Disaster Recovery with Envoy and Shadowing

This lab demonstrates a disaster recovery setup that combines Redpanda Shadowing with Envoy proxy.

  • Shadowing provides offset-preserving, byte-for-byte data replication between clusters

  • Envoy provides transparent client routing without requiring client reconfiguration

Envoy is a high-performance proxy that can route traffic intelligently based on backend health. In this setup, Envoy routes Kafka clients to the active cluster and automatically fails over to the shadow cluster when the source becomes unavailable. This eliminates the need to reconfigure clients during disaster recovery.

In this lab, you will:

  • Set up Shadowing for offset-preserving data replication

  • Configure Envoy for automatic client routing during failover

  • Execute a complete disaster recovery failover

Prerequisites

Run the lab

  1. Clone this repository:

    git clone https://github.com/redpanda-data/redpanda-labs.git
    cd redpanda-labs/docker-compose/envoy-shadowing
  2. Start the environment:

    docker compose up -d --wait
  3. Verify both clusters are healthy:

    docker exec redpanda-source rpk cluster health
    docker exec redpanda-shadow rpk cluster health
  4. Create a topic on the source cluster:

    docker exec redpanda-source rpk topic create demo-topic --partitions 3 --replicas 1
  5. Create a shadow link to replicate data from source to shadow:

    docker exec redpanda-shadow rpk shadow create \
      --config-file /config/shadow-link.yaml \
      --no-confirm \
      -X admin.hosts=redpanda-shadow:9644
  6. Verify the shadow link is active:

    docker exec redpanda-shadow rpk shadow status demo-shadow-link -X admin.hosts=redpanda-shadow:9644
  7. Produce messages through Envoy (routes to source cluster):

    docker exec python-client python3 /scripts/test-producer.py
  8. Verify data replicated to shadow (lag should be 0):

    docker exec redpanda-shadow rpk shadow status demo-shadow-link -X admin.hosts=redpanda-shadow:9644 | grep -A5 "demo-topic"

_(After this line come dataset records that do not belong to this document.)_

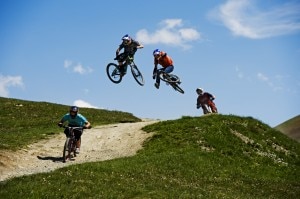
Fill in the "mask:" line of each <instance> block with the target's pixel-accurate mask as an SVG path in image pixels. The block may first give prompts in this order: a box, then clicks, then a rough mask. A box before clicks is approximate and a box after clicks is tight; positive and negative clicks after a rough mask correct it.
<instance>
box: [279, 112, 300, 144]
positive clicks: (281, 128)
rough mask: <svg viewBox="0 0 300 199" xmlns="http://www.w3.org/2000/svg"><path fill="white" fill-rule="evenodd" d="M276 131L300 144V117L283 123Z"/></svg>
mask: <svg viewBox="0 0 300 199" xmlns="http://www.w3.org/2000/svg"><path fill="white" fill-rule="evenodd" d="M275 129H277V130H279V131H280V132H282V133H284V134H286V135H287V136H289V137H290V138H293V139H295V140H297V141H298V142H300V115H298V116H296V117H293V118H291V119H289V120H287V121H286V122H283V123H282V124H280V125H278V126H276V127H275Z"/></svg>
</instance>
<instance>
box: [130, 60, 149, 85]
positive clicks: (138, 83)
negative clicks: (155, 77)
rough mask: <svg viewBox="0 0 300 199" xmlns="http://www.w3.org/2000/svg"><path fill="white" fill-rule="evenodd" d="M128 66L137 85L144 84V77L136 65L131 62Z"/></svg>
mask: <svg viewBox="0 0 300 199" xmlns="http://www.w3.org/2000/svg"><path fill="white" fill-rule="evenodd" d="M130 66H131V73H132V75H133V77H134V79H135V81H136V82H137V83H138V84H139V85H141V86H144V84H145V81H144V77H143V75H142V73H141V72H140V70H139V69H138V67H137V65H135V64H134V63H132V64H131V65H130Z"/></svg>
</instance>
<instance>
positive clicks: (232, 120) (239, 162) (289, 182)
mask: <svg viewBox="0 0 300 199" xmlns="http://www.w3.org/2000/svg"><path fill="white" fill-rule="evenodd" d="M1 100H4V99H1ZM5 100H7V99H5ZM9 101H10V100H8V101H7V103H9ZM13 102H16V101H14V100H12V102H11V106H10V107H14V108H11V111H7V112H5V113H6V115H5V116H7V114H13V115H15V114H16V113H12V112H14V110H16V109H17V108H16V107H15V106H16V104H15V103H13ZM17 102H18V101H17ZM0 103H1V106H2V102H0ZM22 103H24V105H23V107H26V106H30V107H32V108H33V107H34V106H38V105H40V104H39V103H33V102H27V103H28V104H25V102H22ZM45 104H49V103H45ZM45 104H44V105H43V106H40V109H44V108H45V107H47V106H45ZM49 106H55V108H57V109H58V110H60V111H57V115H56V116H53V115H51V114H43V116H41V115H39V116H40V117H42V118H40V120H41V121H47V122H40V123H39V125H40V128H41V129H43V130H45V131H46V132H50V133H49V134H51V132H53V130H49V131H48V130H47V129H48V128H52V127H51V126H50V125H49V122H50V121H53V125H54V126H55V123H56V121H57V117H58V118H59V117H60V115H61V114H63V113H64V112H65V110H66V108H67V107H64V106H62V107H59V106H60V105H53V104H49ZM18 108H20V107H19V106H18ZM28 110H31V109H28ZM83 111H84V112H85V111H88V110H82V112H83ZM90 111H95V112H94V114H90V115H89V116H90V118H91V120H94V121H95V122H96V121H97V122H98V123H99V124H103V123H105V122H103V121H102V119H103V120H104V119H105V118H106V119H107V117H116V116H115V114H125V113H119V112H116V113H115V114H113V113H110V112H107V114H111V115H110V116H107V117H103V118H102V119H100V118H98V119H95V118H94V117H98V116H97V115H98V114H97V113H98V112H97V111H99V110H90ZM100 111H101V110H100ZM39 112H41V113H44V112H45V111H44V110H39ZM51 112H55V111H54V110H53V107H52V109H51ZM33 113H34V111H33V112H31V114H29V113H24V112H23V111H22V114H26V115H27V116H28V117H29V115H34V114H33ZM48 113H49V109H48ZM105 113H106V112H105ZM103 114H104V113H103ZM2 116H3V114H1V125H2V123H3V120H2ZM127 117H128V118H131V119H130V120H129V119H128V118H127V119H125V120H124V119H123V120H120V119H116V120H115V121H116V122H117V121H118V120H119V121H120V122H124V121H129V122H132V121H136V120H137V119H136V118H134V117H133V116H132V115H130V114H129V115H128V116H127ZM10 118H11V120H12V121H11V122H12V123H11V124H15V126H14V127H10V126H11V125H8V126H7V127H10V128H11V130H10V134H15V133H18V132H20V131H22V130H24V129H26V126H27V125H26V122H25V121H22V120H21V119H20V117H12V116H10ZM29 124H30V125H32V126H34V125H33V124H32V123H29ZM20 126H22V128H21V127H20ZM32 126H30V128H33V127H32ZM1 128H2V127H1ZM13 129H17V130H15V131H14V130H13ZM144 130H145V131H146V132H154V135H153V137H152V138H151V139H149V140H147V141H146V142H145V143H144V148H143V149H142V150H140V151H139V152H138V154H137V155H135V156H133V157H128V158H119V159H114V160H109V161H103V162H95V163H85V164H81V165H73V166H69V167H65V168H62V169H58V170H56V171H53V172H49V173H43V174H36V175H30V176H23V177H19V178H14V179H11V180H8V181H5V182H2V183H0V198H280V199H282V198H297V197H298V196H299V195H300V180H299V179H300V172H299V171H300V157H299V155H300V144H299V143H298V142H296V141H295V140H293V139H290V138H289V137H287V136H286V135H284V134H282V133H280V132H279V131H277V130H275V129H273V128H271V127H270V126H268V125H266V124H264V123H262V122H260V121H258V120H256V119H254V118H251V117H239V116H234V115H220V114H219V115H209V116H202V117H188V116H185V117H182V118H180V119H177V120H169V121H161V122H158V123H155V124H153V125H149V126H146V127H145V128H144ZM2 132H3V131H2V130H1V138H2ZM11 136H13V135H11ZM18 136H19V137H20V138H23V136H25V135H23V134H19V135H18ZM9 139H10V136H7V138H6V140H7V141H8V140H9ZM1 143H2V141H1ZM6 147H9V146H6Z"/></svg>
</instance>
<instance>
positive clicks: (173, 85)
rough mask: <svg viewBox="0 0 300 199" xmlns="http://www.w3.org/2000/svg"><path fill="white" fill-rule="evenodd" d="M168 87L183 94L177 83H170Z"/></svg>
mask: <svg viewBox="0 0 300 199" xmlns="http://www.w3.org/2000/svg"><path fill="white" fill-rule="evenodd" d="M170 85H171V86H172V87H173V88H174V89H175V90H176V91H178V92H179V93H182V94H184V90H183V89H182V88H181V87H180V86H179V85H178V84H177V83H171V84H170Z"/></svg>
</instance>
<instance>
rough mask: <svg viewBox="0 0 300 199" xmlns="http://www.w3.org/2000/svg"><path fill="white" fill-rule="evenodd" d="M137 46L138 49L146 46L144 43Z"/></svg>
mask: <svg viewBox="0 0 300 199" xmlns="http://www.w3.org/2000/svg"><path fill="white" fill-rule="evenodd" d="M136 48H137V49H139V48H144V46H143V45H142V44H139V45H138V46H137V47H136Z"/></svg>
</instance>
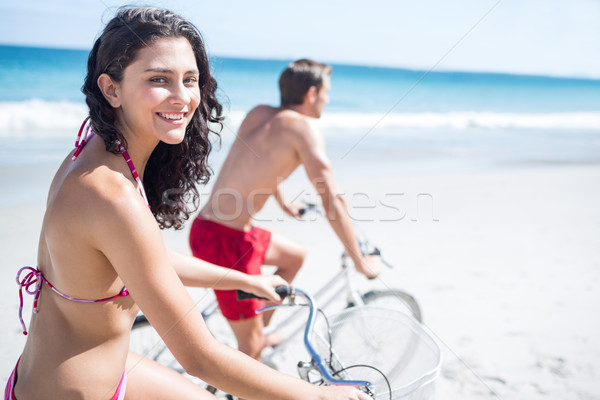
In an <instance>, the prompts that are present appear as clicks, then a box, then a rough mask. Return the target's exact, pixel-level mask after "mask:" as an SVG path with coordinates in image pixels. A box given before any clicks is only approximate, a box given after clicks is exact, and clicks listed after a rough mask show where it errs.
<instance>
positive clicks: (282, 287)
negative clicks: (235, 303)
mask: <svg viewBox="0 0 600 400" xmlns="http://www.w3.org/2000/svg"><path fill="white" fill-rule="evenodd" d="M236 292H237V299H238V300H248V299H262V300H266V299H265V298H264V297H259V296H257V295H255V294H252V293H248V292H244V291H243V290H237V291H236ZM275 292H277V294H278V295H279V297H281V298H282V299H284V298H286V297H287V295H288V294H290V287H289V286H283V285H281V286H277V287H276V288H275Z"/></svg>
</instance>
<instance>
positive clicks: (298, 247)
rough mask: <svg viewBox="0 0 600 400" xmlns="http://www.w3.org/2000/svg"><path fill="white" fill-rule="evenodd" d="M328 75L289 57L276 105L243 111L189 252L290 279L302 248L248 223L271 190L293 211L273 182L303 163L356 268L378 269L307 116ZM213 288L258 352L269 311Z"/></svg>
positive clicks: (328, 73) (250, 342)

Simulate disaster and failover

  1. Stop the source cluster to simulate a disaster:

    docker stop redpanda-source

    Envoy detects the failure in 10-15 seconds and routes traffic to the shadow cluster.

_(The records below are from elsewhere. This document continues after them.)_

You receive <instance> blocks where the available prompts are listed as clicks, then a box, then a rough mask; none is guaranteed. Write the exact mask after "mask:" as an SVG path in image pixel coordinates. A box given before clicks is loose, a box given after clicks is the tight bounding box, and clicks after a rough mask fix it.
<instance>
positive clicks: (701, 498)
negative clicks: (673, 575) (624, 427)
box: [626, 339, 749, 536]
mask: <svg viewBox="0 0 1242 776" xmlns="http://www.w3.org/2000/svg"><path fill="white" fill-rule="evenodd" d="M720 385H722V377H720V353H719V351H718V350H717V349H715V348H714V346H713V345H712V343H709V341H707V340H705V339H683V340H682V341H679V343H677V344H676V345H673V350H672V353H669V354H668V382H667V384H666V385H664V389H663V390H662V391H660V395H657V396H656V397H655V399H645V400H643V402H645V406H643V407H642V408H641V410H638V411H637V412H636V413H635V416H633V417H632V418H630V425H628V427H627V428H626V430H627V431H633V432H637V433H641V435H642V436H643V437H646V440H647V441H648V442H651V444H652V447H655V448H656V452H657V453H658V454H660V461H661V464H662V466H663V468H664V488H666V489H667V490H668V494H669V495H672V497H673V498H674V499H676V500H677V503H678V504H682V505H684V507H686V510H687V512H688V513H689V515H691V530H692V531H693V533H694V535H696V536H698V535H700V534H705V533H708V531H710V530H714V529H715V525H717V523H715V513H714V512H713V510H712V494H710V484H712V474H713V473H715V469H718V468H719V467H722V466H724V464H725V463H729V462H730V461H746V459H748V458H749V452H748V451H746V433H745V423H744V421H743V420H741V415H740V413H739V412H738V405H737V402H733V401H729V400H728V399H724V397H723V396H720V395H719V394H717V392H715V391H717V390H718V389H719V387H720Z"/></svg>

  2. Read replicated data from shadow through Envoy:

    docker exec python-client python3 /scripts/test-consumer.py

    Consumers can read from shadow topics immediately after Envoy fails over.

  3. Execute shadow failover to enable writes:

    docker exec redpanda-shadow rpk shadow failover demo-shadow-link --all --no-confirm \
      -X admin.hosts=redpanda-shadow:9644

    Shadow topics are read-only until you run the failover command. This prevents split-brain scenarios where both clusters accept writes.

  4. Produce new messages to the failed-over shadow cluster:

    docker exec python-client python3 /scripts/test-producer.py

Clean up

Stop and remove the demo environment:

docker compose down -v

What you explored

In this lab, you:

  • Set up Shadowing between source and shadow clusters with offset-preserving replication

  • Configured Envoy for automatic client routing based on cluster health

  • Simulated a disaster by stopping the source cluster

  • Verified consumers can read replicated data through Envoy immediately after failover

  • Executed rpk shadow failover to enable writes on the shadow cluster

  • Produced new messages to the failed-over cluster without client reconfiguration

The following table summarizes the roles of each component in this disaster recovery setup:

Component Role Automatic?

Shadowing

Data replication with preserved offsets

Yes

Envoy

Client routing to healthy cluster

Yes

rpk shadow failover

Enable writes on shadow topics

No (manual)